A few other observations...

  • It's interesting to see a bit of division back in September over what should happen in the 4th quarter of 2016. 14 of the 17 members saw a rate hike yesterday. Three thought there should a 50 basis point hike while one thought there should be a 75 basis point hike. Although there was some chatter yesterday that a 50 basis point hike wouldn't be entirely unwelcome, the odds of that happening seemed virtually nil.
  • As mentioned earlier, last year's December Dot Plot forecasted four rate hikes. This was in fairly sharp contrast with what many financial experts were expecting at the time. A number thought we were headed towards a "one and done" scenario while some couldn't see the Fed raising more than two times. This quarter's Dot Plot seems more in line with consensus expectations. The market is as well positioned as it has been in years to handle higher rates and I expect we'll see multiple hikes in 2017.
  • Of the 17 members surveyed, not one sees less than one more hike coming in 2017. That seems reasonable.
  • The Fed seems ready to hit the gas on rate hikes over the next few years. Sentiment seems to have improved enough over the past three months that Fed members are now anticipating an additional rate hike. The averages from the Dot Plot indicate that right now the Fed is expecting three rate hikes in 2017, three more in 2018 and three more in 2019. Consensus obviously begins to fall apart the further you go out but it looks like the low rate policy of the last several years will end very soon.

The Fed futures market seems to be pricing in a similar trajectory.

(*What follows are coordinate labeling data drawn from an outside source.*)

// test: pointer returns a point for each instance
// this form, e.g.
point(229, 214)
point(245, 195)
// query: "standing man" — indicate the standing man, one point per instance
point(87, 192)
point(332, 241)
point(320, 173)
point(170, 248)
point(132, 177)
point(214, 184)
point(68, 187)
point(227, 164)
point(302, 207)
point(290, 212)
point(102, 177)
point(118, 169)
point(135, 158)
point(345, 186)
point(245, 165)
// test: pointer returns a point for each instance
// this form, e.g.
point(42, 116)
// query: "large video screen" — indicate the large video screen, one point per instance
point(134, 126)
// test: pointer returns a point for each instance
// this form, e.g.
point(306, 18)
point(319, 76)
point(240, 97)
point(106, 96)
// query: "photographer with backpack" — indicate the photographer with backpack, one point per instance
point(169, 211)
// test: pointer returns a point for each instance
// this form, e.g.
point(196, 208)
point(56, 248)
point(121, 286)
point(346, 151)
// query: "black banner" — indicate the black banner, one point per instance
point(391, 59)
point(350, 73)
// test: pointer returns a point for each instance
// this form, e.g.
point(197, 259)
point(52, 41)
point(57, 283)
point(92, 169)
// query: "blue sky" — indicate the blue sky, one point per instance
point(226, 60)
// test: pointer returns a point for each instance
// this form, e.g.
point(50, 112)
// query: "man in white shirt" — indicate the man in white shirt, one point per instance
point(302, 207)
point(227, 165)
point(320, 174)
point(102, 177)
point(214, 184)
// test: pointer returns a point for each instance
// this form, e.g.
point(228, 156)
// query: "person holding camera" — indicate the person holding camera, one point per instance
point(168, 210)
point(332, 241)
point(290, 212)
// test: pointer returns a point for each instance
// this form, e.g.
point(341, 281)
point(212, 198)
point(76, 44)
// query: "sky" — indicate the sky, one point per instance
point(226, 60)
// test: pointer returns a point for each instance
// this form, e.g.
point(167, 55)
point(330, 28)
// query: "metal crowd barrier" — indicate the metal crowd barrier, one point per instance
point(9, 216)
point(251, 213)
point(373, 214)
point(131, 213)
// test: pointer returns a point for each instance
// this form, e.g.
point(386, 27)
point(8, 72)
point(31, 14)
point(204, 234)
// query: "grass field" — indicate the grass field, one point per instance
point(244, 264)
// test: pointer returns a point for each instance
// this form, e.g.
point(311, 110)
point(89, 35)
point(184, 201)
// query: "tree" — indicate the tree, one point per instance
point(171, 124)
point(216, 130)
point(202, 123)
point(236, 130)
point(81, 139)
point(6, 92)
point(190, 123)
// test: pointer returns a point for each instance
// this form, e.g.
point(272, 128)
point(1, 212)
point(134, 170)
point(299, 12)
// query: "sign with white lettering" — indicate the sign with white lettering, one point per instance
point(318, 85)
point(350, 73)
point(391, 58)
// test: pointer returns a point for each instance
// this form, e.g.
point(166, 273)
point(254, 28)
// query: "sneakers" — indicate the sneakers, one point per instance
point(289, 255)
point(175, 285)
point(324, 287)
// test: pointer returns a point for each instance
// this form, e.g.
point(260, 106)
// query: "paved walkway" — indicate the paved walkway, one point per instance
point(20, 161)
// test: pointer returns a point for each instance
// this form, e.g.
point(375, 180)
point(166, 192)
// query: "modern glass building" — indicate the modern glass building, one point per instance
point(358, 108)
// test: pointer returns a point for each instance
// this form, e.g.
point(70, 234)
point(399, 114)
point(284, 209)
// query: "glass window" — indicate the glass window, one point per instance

It's anticipating the greatest likelihood at around 2-3 rate hikes in 2017 with roughly a 1-in-5 chance that rates will be at least 100 basis points higher 12 months from now.

While the Fed seems prepared to raise rates at a steady clip for the foreseeable future, let's not forget that a lot could change over the next 12 months. We have a new president who's installing an entirely new cabinet with an agenda that's as of yet still unknown. How the uncertainty in foreign relations, deregulation and business investment will ultimately play out after the January inauguration remains to be seen.

The Fed Dot Plot is a fun read but it's ultimately a guess based on incomplete information. Don't put too much weight into it and you likely won't end up disappointed!